Dynamic Correction of Erroneous State Estimates via Diffusion Bayesian Exploration
Yiwei Shi, Hongnan Ma, Mengyue Yang, Cunjia Liu, Weiru Liu
TL;DR
The paper identifies S-PSI as a baseline-induced barrier in bootstrap particle filters that prevents corrections to severely misaligned initial state estimates. It introduces DEPF, a diffusion-enhanced PF framework that injects exploratory particles, applies entropy-aware diffusion guided by posterior covariance, and validates proposals with Metropolis–Hastings to expand the belief support only when contradicted by data. The approach yields theoretical guarantees and empirically superior performance in hazardous-gas localization tasks, outperforming RL-based and classical PF perturbation baselines, especially under severe prior misalignment. The results support DEPF as a robust inference module for real-time emergency management, enabling principled, data-driven corrections to early state estimates while preserving statistical rigor.
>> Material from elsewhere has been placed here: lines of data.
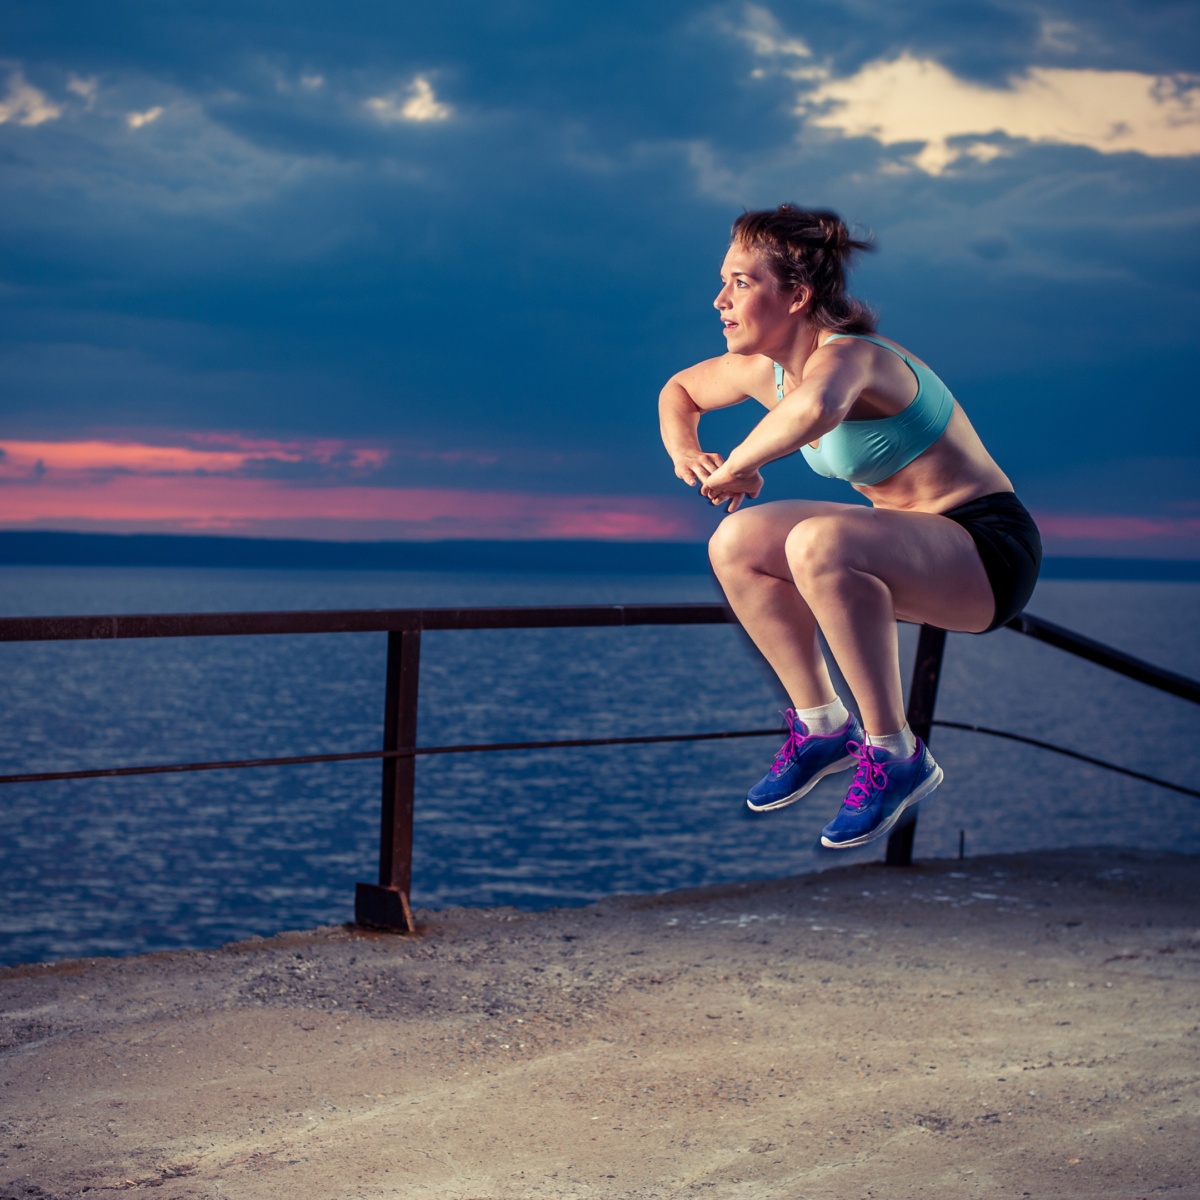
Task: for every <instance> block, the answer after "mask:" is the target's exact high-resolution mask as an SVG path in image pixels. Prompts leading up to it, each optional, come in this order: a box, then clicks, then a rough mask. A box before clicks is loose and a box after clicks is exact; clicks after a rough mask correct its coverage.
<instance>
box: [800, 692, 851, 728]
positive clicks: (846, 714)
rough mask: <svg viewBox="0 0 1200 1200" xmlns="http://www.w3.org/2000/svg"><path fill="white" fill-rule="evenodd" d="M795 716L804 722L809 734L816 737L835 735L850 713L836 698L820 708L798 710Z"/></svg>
mask: <svg viewBox="0 0 1200 1200" xmlns="http://www.w3.org/2000/svg"><path fill="white" fill-rule="evenodd" d="M796 715H797V718H799V720H802V721H804V727H805V728H806V730H808V731H809V733H815V734H817V737H824V736H828V734H829V733H836V732H838V731H839V730H841V728H842V727H844V726H845V725H846V721H848V720H850V712H848V710H847V708H846V706H845V704H844V703H842V702H841V700H840V698H838V697H835V698H834V700H832V701H829V703H828V704H821V707H820V708H798V709H796Z"/></svg>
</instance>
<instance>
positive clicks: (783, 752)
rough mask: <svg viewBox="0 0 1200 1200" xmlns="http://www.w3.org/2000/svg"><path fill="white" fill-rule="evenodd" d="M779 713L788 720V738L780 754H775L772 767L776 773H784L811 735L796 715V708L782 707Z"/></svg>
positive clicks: (771, 767) (774, 771) (780, 715)
mask: <svg viewBox="0 0 1200 1200" xmlns="http://www.w3.org/2000/svg"><path fill="white" fill-rule="evenodd" d="M779 714H780V716H782V718H784V720H785V721H787V740H786V742H785V743H784V744H782V745H781V746H780V748H779V754H776V755H775V761H774V762H773V763H772V764H770V769H772V770H773V772H774V773H775V774H776V775H782V774H784V772H785V770H787V764H788V763H790V762H791V761H792V760H793V758H794V757H796V756H797V755H798V754H799V752H800V746H802V745H803V744H804V739H805V738H806V737H808V736H809V731H808V728H806V727H805V725H804V722H803V721H802V720H800V719H799V718H798V716H797V715H796V709H794V708H781V709H780V710H779Z"/></svg>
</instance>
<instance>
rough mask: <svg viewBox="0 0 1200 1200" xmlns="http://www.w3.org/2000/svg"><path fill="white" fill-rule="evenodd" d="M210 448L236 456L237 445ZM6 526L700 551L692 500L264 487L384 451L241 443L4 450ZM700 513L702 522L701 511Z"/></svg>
mask: <svg viewBox="0 0 1200 1200" xmlns="http://www.w3.org/2000/svg"><path fill="white" fill-rule="evenodd" d="M208 440H209V442H210V444H211V443H217V442H223V443H234V444H236V440H238V439H236V438H235V437H234V436H212V437H210V438H209V439H208ZM0 450H2V457H0V526H2V527H5V528H10V529H11V528H30V527H35V528H36V527H42V528H50V527H53V528H59V529H71V528H89V529H95V528H108V529H114V530H155V532H182V530H211V532H218V530H228V532H238V533H244V534H252V533H256V532H262V530H263V529H264V528H268V527H269V528H271V529H272V530H276V532H277V530H278V529H280V528H281V527H282V528H284V529H288V530H293V532H294V535H295V536H304V535H305V529H306V528H308V529H322V530H326V532H329V530H332V535H335V536H343V538H352V539H353V538H355V536H359V538H362V536H366V538H389V536H390V538H433V536H438V538H604V539H618V540H656V541H670V540H695V539H696V538H702V536H703V535H704V530H703V529H702V528H701V524H702V523H701V522H700V521H698V520H697V517H698V515H700V512H698V511H696V510H700V506H698V505H695V502H692V504H691V505H689V504H686V498H685V497H680V498H668V497H641V496H576V494H552V493H540V492H516V491H511V492H510V491H484V490H479V491H476V490H470V488H451V487H385V486H376V487H371V486H362V485H358V484H349V485H347V484H343V482H340V481H338V480H337V479H335V478H330V479H328V480H323V479H317V480H306V481H305V482H304V484H298V482H294V481H292V480H280V479H262V478H253V476H251V475H247V474H245V472H246V470H247V469H248V468H252V467H254V466H258V464H262V463H264V462H270V461H275V462H286V463H301V462H308V463H316V464H319V463H325V462H330V461H332V460H335V458H341V460H344V461H346V462H348V463H349V466H350V468H352V472H354V470H355V468H358V473H360V474H371V473H372V472H373V470H374V469H377V468H378V467H380V466H383V463H384V462H385V461H386V458H388V451H386V450H380V449H371V448H367V449H354V448H348V446H346V445H344V444H342V443H329V442H325V443H314V444H312V445H305V446H298V445H283V444H275V443H248V442H246V443H240V444H238V446H236V449H233V448H229V449H216V448H214V449H196V448H192V446H179V445H176V446H155V445H145V444H142V443H134V442H102V440H86V442H17V440H6V442H0ZM700 511H702V510H700Z"/></svg>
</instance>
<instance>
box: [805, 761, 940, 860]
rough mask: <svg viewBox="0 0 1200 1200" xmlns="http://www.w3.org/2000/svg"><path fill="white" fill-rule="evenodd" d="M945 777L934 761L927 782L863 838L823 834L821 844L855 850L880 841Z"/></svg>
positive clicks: (822, 845)
mask: <svg viewBox="0 0 1200 1200" xmlns="http://www.w3.org/2000/svg"><path fill="white" fill-rule="evenodd" d="M944 778H946V775H944V774H943V772H942V768H941V767H938V766H937V763H934V772H932V774H931V775H930V776H929V779H926V780H925V782H924V784H922V785H920V787H918V788H917V790H916V791H913V792H912V793H911V794H910V796H906V797H905V800H904V804H901V805H900V806H899V808H898V809H896V810H895V812H893V814H892V816H889V817H888V820H887V821H882V822H880V824H878V826H876V828H874V829H872V830H871V832H870V833H864V834H863V836H862V838H852V839H851V840H850V841H830V840H829V839H828V838H827V836H826V835H824V834H821V845H822V846H824V847H826V848H827V850H853V847H854V846H868V845H870V844H871V842H872V841H878V840H880V838H883V836H886V835H887V834H889V833H890V832H892V830H893V829H894V828H895V824H896V822H898V821H899V820H900V817H901V816H904V812H905V810H906V809H910V808H912V806H913V805H914V804H920V802H922V800H923V799H925V797H926V796H929V794H930V792H932V791H934V790H935V788H936V787H937V785H938V784H941V781H942V780H943V779H944Z"/></svg>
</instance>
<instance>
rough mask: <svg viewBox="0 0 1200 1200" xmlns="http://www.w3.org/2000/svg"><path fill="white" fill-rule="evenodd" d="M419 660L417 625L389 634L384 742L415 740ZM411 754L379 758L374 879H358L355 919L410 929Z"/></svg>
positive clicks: (411, 816)
mask: <svg viewBox="0 0 1200 1200" xmlns="http://www.w3.org/2000/svg"><path fill="white" fill-rule="evenodd" d="M420 661H421V631H420V630H419V629H412V630H403V631H395V632H390V634H389V635H388V683H386V698H385V703H384V724H383V748H384V750H404V749H408V748H412V746H415V745H416V695H418V683H419V677H420ZM415 781H416V760H415V758H414V757H413V756H412V755H402V756H398V757H396V758H384V761H383V802H382V804H380V808H379V882H378V883H359V884H358V886H356V888H355V893H354V919H355V920H356V922H358V923H359V924H360V925H374V926H377V928H379V929H395V930H400V931H401V932H412V931H413V930H414V929H415V925H414V924H413V911H412V907H410V906H409V902H408V898H409V892H410V889H412V884H413V791H414V785H415Z"/></svg>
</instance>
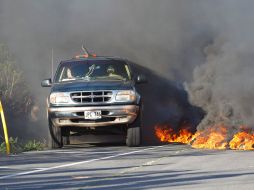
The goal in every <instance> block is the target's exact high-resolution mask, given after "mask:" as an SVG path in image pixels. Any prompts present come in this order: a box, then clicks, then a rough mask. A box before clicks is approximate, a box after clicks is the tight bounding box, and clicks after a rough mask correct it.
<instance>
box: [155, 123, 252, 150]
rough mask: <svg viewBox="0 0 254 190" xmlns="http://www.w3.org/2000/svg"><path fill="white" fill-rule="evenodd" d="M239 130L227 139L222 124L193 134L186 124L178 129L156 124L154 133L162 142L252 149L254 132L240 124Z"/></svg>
mask: <svg viewBox="0 0 254 190" xmlns="http://www.w3.org/2000/svg"><path fill="white" fill-rule="evenodd" d="M239 130H240V131H241V132H238V133H236V134H235V135H234V136H233V138H232V139H228V136H229V131H228V128H227V127H226V126H224V125H215V126H212V127H210V128H207V129H205V130H203V131H198V132H196V133H195V134H193V133H192V132H191V130H190V126H188V125H184V126H183V127H181V129H180V130H178V131H176V130H174V129H173V128H172V127H170V126H168V125H156V126H155V135H156V136H157V137H158V138H159V139H160V141H162V142H168V143H172V142H177V143H184V144H191V146H192V147H193V148H204V149H221V150H223V149H227V148H230V149H234V150H254V134H253V133H251V131H248V129H247V127H245V126H240V127H239Z"/></svg>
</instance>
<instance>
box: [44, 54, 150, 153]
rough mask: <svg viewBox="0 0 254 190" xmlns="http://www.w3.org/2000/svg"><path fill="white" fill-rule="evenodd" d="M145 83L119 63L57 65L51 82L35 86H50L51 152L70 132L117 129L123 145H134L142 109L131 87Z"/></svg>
mask: <svg viewBox="0 0 254 190" xmlns="http://www.w3.org/2000/svg"><path fill="white" fill-rule="evenodd" d="M145 82H146V78H145V77H144V76H143V75H137V74H136V73H133V71H132V68H131V65H130V64H129V62H128V61H127V60H125V59H122V58H117V57H98V56H78V57H75V58H74V59H70V60H65V61H62V62H61V63H60V64H59V66H58V68H57V70H56V73H55V76H54V79H53V80H52V79H45V80H43V81H42V83H41V86H42V87H51V90H50V94H49V96H48V98H47V113H48V114H47V116H48V125H49V131H50V141H51V143H50V146H51V148H61V147H62V146H63V145H64V144H66V143H67V142H68V138H69V136H70V134H71V132H74V133H75V132H82V133H88V132H91V131H94V132H96V131H103V130H102V129H106V130H109V131H110V130H111V129H112V130H115V129H119V130H120V131H122V134H123V135H125V138H126V145H127V146H139V145H140V144H141V137H140V136H141V128H142V127H143V126H142V108H143V104H142V97H141V95H140V93H139V92H137V89H136V85H138V84H142V83H145ZM66 139H67V140H66Z"/></svg>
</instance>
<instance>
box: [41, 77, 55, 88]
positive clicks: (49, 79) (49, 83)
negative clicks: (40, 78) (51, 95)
mask: <svg viewBox="0 0 254 190" xmlns="http://www.w3.org/2000/svg"><path fill="white" fill-rule="evenodd" d="M51 85H52V81H51V79H45V80H43V81H42V82H41V86H42V87H51Z"/></svg>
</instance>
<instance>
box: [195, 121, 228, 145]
mask: <svg viewBox="0 0 254 190" xmlns="http://www.w3.org/2000/svg"><path fill="white" fill-rule="evenodd" d="M226 137H227V128H226V127H224V126H223V125H218V126H214V127H211V128H209V129H206V130H204V131H201V132H197V133H196V134H195V135H194V136H193V137H192V145H191V146H192V147H193V148H205V149H226V148H227V144H228V143H227V141H226Z"/></svg>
Overall, DEPF offers a practical, generalizable mechanism to overcome prior misalignment in sequential Bayesian inference for high-stakes sensing and planning tasks.
Abstract
In emergency response and other high-stakes societal applications, early-stage state estimates critically shape downstream outcomes. Yet, these initial state estimates-often based on limited or biased information-can be severely misaligned with reality, constraining subsequent actions and potentially causing catastrophic delays, resource misallocation, and human harm. Under the stationary bootstrap baseline (zero transition and no rejuvenation), bootstrap particle filters exhibit Stationarity-Induced Posterior Support Invariance (S-PSI), wherein regions excluded by the initial prior remain permanently unexplorable, making corrections impossible even when new evidence contradicts current beliefs. While classical perturbations can in principle break this lock-in, they operate in an always-on fashion and may be inefficient. To overcome this, we propose a diffusion-driven Bayesian exploration framework that enables principled, real-time correction of early state estimation errors. Our method expands posterior support via entropy-regularized sampling and covariance-scaled diffusion. A Metropolis-Hastings check validates proposals and keeps inference adaptive to unexpected evidence. Empirical evaluations on realistic hazardous-gas localization tasks show that our approach matches reinforcement learning and planning baselines when priors are correct. It substantially outperforms classical SMC perturbations and RL-based methods under misalignment, and we provide theoretical guarantees that DEPF resolves S-PSI while maintaining statistical rigor.